What Is Lean Manufacturing?
One of the biggest areas of concern for businesses of all sizes is that of waste.
Wasting resources (especially when it comes to raw materials in manufacturing) is a short way to waste time and money in your business and addressing areas of waste has become a commercial enterprise.
Lean Manufacturing: The Learning
There are so many areas in business that waste resources, from raw material selection and usage right up to staff skills and management tools.
Learning where these areas are and how to address them is something that experts in the field take very seriously; it’s even possible to do a lean manufacturing master’s to understand the topic and get involved with turning your company around.
Having a qualification in lean manufacturing (or lean production as it’s also known) shows that your potential employee understands how the principles learned can be applied to a wide variety of situations and solutions sought in all kinds of areas across your business.
It’s a great way to be sure the person you’re employing for the job understands the gravity of the task ahead and puts into a process the steps that can help solve the issues of waste and the drag on productivity.
The Benefits of Being Lean:
Investing in lean production and lean management principles is going to be a huge bonus for your business, and it’s a sure-fire way to make sure your business can survive the difficult times ahead.
The key point about going lean is that you will be investing in efficiency, both for your staff and for your materials. Better efficiency equals better productivity, and better productivity leads to a higher return on investment and profit.
As a bonus, companies who are more efficient and productive are usually better at beating the competition too because they can see the shortfalls and plan for them in advance; this means that they have more to bring to the table at a potential client or customer meeting.
One of the second most important aspects of lean production is that reducing waste allows customers to control what they value. It’s a great way to market to customers interested in paying only for what they will find useful, but this isn’t a universal approach.
For example, a brand of suits for men may give a manufacturing company a certain amount of fabric, but there are numerous different ways to cut that fabric to create the suits.
Clients who are creating very expensive and high-end suits are more likely to value the fabric’s cut to ensure everything matches properly, pulls in the right directions, and the pattern is kept flowing; this will inevitably end up in more wasted fabric and fewer garments for the client.
Clients who value cost will expect their manufacturing process to get as many garments out of the fabric as possible, sometimes compromising the pattern and the best cuts, reducing waste of material in the process.
By allowing your customer to dictate what they value (in the case of the example above, quantity or quality), your business will be able to meet customer expectations much better, and you’ll reduce the amount of time wasted in discussions with angry customers who haven’t had their requirements met!
Is Waste Universal?
In short, no.
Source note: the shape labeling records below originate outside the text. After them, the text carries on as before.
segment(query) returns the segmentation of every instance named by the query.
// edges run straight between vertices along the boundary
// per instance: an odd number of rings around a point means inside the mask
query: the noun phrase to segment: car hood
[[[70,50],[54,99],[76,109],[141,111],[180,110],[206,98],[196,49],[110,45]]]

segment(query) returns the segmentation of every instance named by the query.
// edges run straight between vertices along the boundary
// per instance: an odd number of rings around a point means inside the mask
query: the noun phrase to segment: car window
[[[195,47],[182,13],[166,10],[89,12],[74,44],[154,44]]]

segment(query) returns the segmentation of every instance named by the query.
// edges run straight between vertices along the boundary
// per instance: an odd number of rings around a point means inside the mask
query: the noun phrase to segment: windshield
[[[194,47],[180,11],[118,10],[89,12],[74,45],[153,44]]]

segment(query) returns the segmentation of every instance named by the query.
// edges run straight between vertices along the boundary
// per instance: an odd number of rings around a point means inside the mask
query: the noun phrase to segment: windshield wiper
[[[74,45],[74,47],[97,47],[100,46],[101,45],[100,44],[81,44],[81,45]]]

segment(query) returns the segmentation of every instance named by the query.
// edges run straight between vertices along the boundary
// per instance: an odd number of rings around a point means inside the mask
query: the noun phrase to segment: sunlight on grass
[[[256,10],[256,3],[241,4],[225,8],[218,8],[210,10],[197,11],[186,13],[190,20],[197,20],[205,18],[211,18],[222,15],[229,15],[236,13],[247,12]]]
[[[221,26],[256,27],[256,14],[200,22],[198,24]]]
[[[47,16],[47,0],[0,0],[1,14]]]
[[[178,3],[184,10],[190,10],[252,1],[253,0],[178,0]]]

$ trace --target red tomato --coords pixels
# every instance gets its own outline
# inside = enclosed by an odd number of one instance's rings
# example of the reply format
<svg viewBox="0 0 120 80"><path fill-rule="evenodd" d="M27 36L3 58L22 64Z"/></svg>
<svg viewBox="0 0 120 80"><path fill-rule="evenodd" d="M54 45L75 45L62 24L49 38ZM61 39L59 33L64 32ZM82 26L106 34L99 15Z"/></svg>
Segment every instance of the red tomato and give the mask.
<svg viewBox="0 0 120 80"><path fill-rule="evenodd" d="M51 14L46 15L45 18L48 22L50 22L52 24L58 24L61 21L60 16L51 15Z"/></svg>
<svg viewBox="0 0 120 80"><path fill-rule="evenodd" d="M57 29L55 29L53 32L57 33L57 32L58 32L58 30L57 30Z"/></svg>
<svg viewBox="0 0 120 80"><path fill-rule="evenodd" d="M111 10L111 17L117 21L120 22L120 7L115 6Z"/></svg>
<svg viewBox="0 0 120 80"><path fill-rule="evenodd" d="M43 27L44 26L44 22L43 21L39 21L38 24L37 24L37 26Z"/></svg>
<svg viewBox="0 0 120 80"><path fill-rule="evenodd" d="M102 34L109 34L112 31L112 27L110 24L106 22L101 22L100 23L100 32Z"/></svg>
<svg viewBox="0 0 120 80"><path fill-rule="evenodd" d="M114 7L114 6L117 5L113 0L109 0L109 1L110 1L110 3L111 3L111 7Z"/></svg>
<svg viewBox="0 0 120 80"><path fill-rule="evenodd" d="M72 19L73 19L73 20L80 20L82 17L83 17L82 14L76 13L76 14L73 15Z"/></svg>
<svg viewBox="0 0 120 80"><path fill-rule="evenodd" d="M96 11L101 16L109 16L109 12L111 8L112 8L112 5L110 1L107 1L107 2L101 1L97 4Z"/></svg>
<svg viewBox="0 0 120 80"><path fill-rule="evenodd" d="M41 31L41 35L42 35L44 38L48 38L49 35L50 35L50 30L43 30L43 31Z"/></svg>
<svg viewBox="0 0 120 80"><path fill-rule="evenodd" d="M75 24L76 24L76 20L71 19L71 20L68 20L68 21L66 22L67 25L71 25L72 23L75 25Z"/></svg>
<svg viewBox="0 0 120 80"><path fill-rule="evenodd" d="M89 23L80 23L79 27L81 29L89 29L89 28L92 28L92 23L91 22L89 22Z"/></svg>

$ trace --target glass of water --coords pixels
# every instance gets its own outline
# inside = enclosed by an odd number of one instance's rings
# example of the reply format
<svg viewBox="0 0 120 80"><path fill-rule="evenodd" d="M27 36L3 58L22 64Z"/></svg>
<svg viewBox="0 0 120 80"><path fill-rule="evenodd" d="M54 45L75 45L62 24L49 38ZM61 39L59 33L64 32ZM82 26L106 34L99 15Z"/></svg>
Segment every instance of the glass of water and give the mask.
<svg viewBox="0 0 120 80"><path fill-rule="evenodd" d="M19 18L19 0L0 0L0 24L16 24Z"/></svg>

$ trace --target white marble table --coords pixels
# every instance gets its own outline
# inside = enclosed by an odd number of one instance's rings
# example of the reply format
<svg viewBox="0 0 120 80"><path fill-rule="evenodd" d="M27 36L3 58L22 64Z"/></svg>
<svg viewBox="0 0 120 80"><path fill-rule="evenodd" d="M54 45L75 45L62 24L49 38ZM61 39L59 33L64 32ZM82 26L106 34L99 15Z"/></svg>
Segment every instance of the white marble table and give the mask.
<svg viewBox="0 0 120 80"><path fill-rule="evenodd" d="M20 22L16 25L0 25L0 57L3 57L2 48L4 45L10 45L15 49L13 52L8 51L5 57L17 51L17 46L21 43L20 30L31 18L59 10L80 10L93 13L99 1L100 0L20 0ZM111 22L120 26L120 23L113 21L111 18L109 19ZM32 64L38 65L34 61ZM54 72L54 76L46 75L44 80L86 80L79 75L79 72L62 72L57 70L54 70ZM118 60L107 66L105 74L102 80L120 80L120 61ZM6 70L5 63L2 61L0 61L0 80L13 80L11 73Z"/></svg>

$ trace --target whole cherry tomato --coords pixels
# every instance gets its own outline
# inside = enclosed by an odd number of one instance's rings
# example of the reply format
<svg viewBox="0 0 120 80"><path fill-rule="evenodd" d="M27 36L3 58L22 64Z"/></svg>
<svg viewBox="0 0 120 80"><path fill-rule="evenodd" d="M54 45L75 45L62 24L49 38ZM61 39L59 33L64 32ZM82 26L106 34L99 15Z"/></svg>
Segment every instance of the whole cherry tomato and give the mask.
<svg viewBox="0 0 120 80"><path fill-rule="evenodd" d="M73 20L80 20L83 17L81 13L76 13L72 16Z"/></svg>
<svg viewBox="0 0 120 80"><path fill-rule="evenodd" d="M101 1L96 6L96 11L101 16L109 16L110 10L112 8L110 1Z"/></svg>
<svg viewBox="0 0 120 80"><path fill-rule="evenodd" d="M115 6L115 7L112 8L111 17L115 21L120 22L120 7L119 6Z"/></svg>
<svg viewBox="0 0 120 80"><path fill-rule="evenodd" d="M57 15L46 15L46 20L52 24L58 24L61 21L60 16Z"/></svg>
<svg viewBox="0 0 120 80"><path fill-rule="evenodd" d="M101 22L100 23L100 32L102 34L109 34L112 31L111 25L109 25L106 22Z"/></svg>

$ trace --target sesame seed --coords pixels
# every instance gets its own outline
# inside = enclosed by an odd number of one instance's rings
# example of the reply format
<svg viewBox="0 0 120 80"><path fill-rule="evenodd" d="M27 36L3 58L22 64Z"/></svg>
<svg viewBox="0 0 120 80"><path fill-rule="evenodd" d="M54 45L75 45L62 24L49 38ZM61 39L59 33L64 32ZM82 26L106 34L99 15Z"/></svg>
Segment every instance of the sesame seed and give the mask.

What one business sees as waste; another will see as a necessary byproduct. Waste itself isn’t a universal concept, but the very idea of reducing wastage is.
While what counts as waste itself may not be something that each business shares in common, there are a few common themes that businesses in all industries agree contributes to a higher level of waste.
These include:
- Demand Waste – Fluctuations in demand can create wastage in all industries, both in terms of demand for raw materials and demands on staff time, energy, and skills.
- Process Waste – Poorly designed management processes and time wastage are something that is universal across all businesses, and any business can fall foul of wasted time due to badly designed processes and inefficiency.
- Time Waste – There are all kinds of ways to waste time in business, but it is often overlooked that of overburdening your staff. Put, if you have too much work for the number of skilled staff you have, you risk them wasting time and resources by not focusing their energy and attention on what needs to be done. This could result in poor quality output and damaged customer relations for you and your clients.